Following the discussions here on SO I already read several times the remark that mutable structs are evil (like in the answer to this question).
What's the actual problem with mutability and structs?
Following the discussions here on SO I already read several times the remark that mutable structs are evil (like in the answer to this question).
What's the actual problem with mutability and structs?
Where to start ;-p
Eric Lippert's blog is always good for a quote:
This is yet another reason why mutable value types are evil. Try to always make value types immutable.
First, you tend to lose changes quite easily... for example, getting things out of a list:
Foo foo = list[0];
foo.Name = "abc";
what did that change? Nothing useful...
The same with properties:
myObj.SomeProperty.Size = 22; // the compiler spots this one
forcing you to do:
Bar bar = myObj.SomeProperty;
bar.Size = 22;
myObj.SomeProperty = bar;
less critically, there is a size issue; mutable objects tend to have multiple properties; yet if you have a struct with two int
s, a string
, a DateTime
and a bool
, you can very quickly burn through a lot of memory. With a class, multiple callers can share a reference to the same instance (references are small).
(still thinking...)
It doesn’t have anything to do with structs (and not with C#, either) but in Java you might get problems with mutable objects when they are e.g. keys in a hash map. If you change them after adding them to a map and it changes its hash code, evil things might happen.
I wouldn't say evil but mutability is often a sign of overeagerness on the part of the programmer to provide a maximum of functionality.
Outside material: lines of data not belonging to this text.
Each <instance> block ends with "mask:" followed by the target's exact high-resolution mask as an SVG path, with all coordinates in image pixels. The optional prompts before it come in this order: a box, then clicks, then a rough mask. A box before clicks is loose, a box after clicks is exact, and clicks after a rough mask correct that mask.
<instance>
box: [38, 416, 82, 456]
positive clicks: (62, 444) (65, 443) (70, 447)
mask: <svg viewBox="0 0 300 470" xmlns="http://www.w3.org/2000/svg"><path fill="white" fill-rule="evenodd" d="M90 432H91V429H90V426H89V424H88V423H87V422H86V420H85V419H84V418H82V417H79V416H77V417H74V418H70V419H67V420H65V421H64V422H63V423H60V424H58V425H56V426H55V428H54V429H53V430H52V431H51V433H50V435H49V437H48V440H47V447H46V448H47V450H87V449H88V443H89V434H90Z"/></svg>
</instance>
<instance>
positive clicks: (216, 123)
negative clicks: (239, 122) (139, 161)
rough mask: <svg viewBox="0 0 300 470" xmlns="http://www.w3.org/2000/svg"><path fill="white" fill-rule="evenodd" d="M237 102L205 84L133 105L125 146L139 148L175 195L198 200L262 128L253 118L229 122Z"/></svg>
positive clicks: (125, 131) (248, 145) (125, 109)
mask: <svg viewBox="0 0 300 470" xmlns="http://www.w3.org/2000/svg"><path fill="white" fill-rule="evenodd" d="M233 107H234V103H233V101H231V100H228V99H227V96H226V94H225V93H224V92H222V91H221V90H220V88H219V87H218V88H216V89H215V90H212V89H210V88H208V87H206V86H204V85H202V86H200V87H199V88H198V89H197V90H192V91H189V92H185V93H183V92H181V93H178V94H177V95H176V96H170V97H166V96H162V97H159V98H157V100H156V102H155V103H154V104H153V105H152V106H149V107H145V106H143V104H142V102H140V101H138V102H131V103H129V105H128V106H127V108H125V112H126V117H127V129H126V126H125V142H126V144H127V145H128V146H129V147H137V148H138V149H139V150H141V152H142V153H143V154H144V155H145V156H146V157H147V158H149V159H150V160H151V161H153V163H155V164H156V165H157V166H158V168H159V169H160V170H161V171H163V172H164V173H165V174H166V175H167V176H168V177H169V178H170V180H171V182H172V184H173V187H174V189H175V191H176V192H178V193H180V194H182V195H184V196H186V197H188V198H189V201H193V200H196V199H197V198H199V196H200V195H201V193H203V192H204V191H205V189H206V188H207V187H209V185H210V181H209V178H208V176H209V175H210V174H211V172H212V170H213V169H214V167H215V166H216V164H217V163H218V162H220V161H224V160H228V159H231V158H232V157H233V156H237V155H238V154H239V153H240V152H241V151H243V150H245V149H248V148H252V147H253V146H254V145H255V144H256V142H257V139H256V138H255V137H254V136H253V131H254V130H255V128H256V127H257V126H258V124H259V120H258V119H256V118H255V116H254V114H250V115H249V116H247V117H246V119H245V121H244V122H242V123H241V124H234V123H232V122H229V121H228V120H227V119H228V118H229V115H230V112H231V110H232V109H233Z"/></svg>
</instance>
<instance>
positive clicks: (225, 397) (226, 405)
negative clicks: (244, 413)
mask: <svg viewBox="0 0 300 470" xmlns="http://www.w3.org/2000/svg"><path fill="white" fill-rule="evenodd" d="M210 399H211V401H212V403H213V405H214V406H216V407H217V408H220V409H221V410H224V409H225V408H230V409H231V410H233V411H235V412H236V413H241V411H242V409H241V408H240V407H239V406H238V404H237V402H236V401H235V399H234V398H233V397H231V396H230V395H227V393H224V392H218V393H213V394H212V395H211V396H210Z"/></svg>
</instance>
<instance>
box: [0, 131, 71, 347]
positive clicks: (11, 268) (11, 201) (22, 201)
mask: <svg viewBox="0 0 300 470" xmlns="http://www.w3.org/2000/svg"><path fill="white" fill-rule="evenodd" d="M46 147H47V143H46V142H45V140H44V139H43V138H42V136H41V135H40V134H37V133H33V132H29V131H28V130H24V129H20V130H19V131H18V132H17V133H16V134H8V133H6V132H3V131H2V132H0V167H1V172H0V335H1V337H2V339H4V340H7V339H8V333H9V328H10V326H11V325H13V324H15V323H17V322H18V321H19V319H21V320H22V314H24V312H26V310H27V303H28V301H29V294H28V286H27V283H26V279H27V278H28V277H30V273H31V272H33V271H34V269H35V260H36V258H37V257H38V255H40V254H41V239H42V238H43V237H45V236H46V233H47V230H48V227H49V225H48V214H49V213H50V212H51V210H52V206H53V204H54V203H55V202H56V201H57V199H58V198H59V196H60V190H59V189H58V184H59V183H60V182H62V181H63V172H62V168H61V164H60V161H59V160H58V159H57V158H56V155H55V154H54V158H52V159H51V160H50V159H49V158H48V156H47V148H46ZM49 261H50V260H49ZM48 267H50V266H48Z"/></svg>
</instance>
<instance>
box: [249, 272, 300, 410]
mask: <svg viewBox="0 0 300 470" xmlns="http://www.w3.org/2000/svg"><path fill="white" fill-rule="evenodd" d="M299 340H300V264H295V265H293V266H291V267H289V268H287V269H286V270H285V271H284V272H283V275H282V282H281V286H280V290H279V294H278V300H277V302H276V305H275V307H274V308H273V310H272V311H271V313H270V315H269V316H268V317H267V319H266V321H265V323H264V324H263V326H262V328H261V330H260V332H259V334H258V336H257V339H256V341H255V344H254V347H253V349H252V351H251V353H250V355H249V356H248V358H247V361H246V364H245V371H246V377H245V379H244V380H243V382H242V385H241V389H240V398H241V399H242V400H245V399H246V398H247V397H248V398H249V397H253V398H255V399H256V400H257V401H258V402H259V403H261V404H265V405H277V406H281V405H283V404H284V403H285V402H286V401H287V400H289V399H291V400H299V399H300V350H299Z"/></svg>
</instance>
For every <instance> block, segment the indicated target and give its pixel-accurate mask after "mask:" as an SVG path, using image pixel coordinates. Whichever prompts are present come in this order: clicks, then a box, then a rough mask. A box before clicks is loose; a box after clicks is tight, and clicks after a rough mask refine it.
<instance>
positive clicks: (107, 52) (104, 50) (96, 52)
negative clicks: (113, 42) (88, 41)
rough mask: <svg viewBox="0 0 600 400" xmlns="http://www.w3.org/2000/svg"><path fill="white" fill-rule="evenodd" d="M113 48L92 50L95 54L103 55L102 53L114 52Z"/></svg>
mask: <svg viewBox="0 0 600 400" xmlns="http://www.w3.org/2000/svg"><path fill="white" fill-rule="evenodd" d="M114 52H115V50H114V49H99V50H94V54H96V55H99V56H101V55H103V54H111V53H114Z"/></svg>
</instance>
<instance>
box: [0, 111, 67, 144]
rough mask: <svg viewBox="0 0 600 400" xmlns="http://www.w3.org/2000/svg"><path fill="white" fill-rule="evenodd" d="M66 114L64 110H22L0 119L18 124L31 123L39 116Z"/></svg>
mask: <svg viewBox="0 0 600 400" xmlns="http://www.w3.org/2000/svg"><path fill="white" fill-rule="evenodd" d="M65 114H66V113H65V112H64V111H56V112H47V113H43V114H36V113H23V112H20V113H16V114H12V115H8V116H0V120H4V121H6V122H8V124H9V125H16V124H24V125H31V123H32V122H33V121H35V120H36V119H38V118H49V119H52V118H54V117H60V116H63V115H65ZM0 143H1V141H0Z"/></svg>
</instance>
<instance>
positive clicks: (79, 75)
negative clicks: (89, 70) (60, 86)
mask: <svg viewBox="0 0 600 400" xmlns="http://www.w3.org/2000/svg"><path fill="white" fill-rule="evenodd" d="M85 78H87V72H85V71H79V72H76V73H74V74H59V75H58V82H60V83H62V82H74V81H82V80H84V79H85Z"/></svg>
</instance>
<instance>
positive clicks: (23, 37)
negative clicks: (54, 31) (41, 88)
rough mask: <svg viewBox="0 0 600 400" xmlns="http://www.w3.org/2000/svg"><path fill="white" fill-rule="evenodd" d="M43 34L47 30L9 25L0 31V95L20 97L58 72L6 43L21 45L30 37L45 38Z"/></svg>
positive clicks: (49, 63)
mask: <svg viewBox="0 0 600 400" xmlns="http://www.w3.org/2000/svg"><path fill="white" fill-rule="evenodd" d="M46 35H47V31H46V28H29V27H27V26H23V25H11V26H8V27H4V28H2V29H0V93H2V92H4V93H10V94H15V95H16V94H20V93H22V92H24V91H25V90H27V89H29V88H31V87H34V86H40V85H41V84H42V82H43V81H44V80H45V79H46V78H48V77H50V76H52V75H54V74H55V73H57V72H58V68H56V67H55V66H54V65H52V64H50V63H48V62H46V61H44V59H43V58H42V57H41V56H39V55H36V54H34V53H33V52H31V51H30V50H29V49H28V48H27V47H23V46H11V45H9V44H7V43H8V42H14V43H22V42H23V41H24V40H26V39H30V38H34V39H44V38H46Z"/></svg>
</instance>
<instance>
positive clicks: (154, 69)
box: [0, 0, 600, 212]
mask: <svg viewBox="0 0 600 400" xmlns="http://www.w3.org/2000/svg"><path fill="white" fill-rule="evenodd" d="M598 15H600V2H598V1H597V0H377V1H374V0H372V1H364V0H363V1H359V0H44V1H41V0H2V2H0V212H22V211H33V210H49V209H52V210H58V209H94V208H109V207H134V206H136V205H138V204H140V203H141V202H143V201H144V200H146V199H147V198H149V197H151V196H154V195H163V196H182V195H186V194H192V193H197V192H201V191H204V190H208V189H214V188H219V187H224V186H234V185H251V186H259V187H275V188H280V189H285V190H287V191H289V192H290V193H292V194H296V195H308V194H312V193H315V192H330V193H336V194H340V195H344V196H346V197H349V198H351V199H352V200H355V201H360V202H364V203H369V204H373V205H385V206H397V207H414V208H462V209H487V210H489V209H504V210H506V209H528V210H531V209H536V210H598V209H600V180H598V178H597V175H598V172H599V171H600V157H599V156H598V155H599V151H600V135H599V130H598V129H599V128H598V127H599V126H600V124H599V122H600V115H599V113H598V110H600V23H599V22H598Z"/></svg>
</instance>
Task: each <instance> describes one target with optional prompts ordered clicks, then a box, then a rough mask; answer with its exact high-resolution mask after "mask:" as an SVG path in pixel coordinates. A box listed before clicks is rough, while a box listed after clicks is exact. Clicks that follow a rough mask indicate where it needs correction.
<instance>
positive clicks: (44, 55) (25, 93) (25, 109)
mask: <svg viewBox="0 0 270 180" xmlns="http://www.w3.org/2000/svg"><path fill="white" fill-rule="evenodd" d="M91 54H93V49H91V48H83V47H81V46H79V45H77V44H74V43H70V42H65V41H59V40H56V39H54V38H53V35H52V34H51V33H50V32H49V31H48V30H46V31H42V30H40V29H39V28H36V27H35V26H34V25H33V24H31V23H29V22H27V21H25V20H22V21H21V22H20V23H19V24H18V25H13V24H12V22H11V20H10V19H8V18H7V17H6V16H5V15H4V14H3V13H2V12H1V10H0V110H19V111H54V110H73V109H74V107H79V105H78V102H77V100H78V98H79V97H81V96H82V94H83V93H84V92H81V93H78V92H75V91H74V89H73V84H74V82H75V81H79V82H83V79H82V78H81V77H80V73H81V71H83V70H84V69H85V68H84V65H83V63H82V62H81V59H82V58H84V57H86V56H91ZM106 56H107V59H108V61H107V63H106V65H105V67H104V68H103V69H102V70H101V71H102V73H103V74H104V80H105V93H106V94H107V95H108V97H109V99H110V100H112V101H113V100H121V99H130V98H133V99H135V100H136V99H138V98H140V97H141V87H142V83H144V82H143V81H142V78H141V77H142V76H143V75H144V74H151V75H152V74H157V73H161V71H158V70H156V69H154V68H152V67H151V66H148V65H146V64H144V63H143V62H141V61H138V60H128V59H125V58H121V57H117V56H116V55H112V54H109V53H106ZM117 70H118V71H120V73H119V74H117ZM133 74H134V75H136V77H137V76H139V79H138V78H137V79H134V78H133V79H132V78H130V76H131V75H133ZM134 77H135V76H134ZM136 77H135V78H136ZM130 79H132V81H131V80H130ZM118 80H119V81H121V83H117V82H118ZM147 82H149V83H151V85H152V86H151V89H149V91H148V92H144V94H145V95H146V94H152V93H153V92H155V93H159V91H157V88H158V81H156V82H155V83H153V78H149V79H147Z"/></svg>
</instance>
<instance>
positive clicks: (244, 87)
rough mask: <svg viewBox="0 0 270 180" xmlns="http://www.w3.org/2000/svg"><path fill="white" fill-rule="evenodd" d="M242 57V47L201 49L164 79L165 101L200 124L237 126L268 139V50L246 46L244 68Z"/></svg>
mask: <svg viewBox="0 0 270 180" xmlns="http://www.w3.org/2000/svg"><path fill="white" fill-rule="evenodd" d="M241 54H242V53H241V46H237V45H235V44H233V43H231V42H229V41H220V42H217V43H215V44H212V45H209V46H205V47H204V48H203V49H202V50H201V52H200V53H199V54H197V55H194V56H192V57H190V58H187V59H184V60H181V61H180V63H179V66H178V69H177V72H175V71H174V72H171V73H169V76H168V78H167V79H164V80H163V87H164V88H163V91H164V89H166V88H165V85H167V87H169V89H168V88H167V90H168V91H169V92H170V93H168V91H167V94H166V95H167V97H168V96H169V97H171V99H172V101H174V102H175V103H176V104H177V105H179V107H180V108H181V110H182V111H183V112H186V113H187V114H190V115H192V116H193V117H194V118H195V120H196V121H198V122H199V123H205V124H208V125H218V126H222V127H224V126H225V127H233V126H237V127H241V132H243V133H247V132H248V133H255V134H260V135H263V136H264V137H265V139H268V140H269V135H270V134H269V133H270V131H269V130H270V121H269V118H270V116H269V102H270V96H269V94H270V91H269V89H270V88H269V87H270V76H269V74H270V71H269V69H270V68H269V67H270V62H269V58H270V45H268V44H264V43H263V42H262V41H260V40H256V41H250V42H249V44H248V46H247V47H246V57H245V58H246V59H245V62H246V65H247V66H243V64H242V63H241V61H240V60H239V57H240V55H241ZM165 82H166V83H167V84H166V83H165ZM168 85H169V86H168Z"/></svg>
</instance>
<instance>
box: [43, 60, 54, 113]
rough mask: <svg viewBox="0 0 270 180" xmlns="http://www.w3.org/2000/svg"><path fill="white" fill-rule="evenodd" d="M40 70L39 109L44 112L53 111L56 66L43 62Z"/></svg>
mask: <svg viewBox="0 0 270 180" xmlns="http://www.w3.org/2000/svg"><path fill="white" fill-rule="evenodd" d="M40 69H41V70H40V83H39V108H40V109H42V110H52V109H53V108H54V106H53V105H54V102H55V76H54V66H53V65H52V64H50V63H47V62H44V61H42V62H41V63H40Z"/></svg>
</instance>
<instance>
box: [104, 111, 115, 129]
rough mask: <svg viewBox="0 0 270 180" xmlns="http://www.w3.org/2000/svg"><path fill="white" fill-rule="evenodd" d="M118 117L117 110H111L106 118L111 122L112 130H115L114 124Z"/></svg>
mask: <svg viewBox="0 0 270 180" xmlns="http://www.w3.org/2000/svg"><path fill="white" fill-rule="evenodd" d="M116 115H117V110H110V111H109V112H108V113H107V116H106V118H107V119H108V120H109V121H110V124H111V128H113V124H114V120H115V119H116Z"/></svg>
In reality, this is often not needed and that, in turn, makes the interface smaller, easier to use and harder to use wrong (= more robust).
One example of this is read/write and write/write conflicts in race conditions. These simply can't occur in immutable structures, since a write is not a valid operation.
Also, I claim that mutability is almost never actually needed, the programmer just thinks that it might be in the future. For example, it simply doesn't make sense to change a date. Rather, create a new date based off the old one. This is a cheap operation, so performance is not a consideration.
Structs are value types which means they are copied when they are passed around.
So if you change a copy you are changing only that copy, not the original and not any other copies which might be around.
If your struct is immutable then all automatic copies resulting from being passed by value will be the same.
If you want to change it you have to consciously do it by creating a new instance of the struct with the modified data. (not a copy)
There are many advantages and disadvantages to mutable data. The million-dollar disadvantage is aliasing. If the same value is being used in multiple places, and one of them changes it, then it will appear to have magically changed to the other places that are using it. This is related to, but not identical with, race conditions.
The million-dollar advantage is modularity, sometimes. Mutable state can allow you to hide changing information from code that doesn't need to know about it.
The Art of the Interpreter goes into these trade offs in some detail, and gives some examples.
Value types basically represents immutable concepts. Fx, it makes no sense to have a mathematical value such as an integer, vector etc. and then be able to modify it. That would be like redefining the meaning of a value. Instead of changing a value type, it makes more sense to assign another unique value. Think about the fact that value types are compared by compraing all the values of its properties. The point is that if the properties are the same then it is the same universal representation of that value.
As Konrad mentions it doesn't make sense to change a date either, as the value represents that unique point in time and not an instance of a time object which has any state or context-dependency.
Hopes this makes any sense to you. It is more about the concept you try to capture with value types than practical details, to be sure.
Imagine you have an array of 1,000,000 structs. Each struct representing an equity with stuff like bid_price, offer_price (perhaps decimals) and so on, this is created by C#/VB.
Imagine that array is created in a block of memory allocated in the unmanaged heap so that some other native code thread is able to concurrently access the array (perhaps some high-perf code doing math).
Imagine the C#/VB code is listening to a market feed of price changes, that code may have to access some element of the array (for whichever security) and then modify some price field(s).
Imagine this is being done tens or even hundreds of thousands of times per second.
Well lets face facts, in this case we really do want these structs to be mutable, they need to be because they are being shared by some other native code so creating copies isn't gonna help; they need to be because making a copy of some 120 byte struct at these rates is lunacy, especially when an update may actually impact just a byte or two.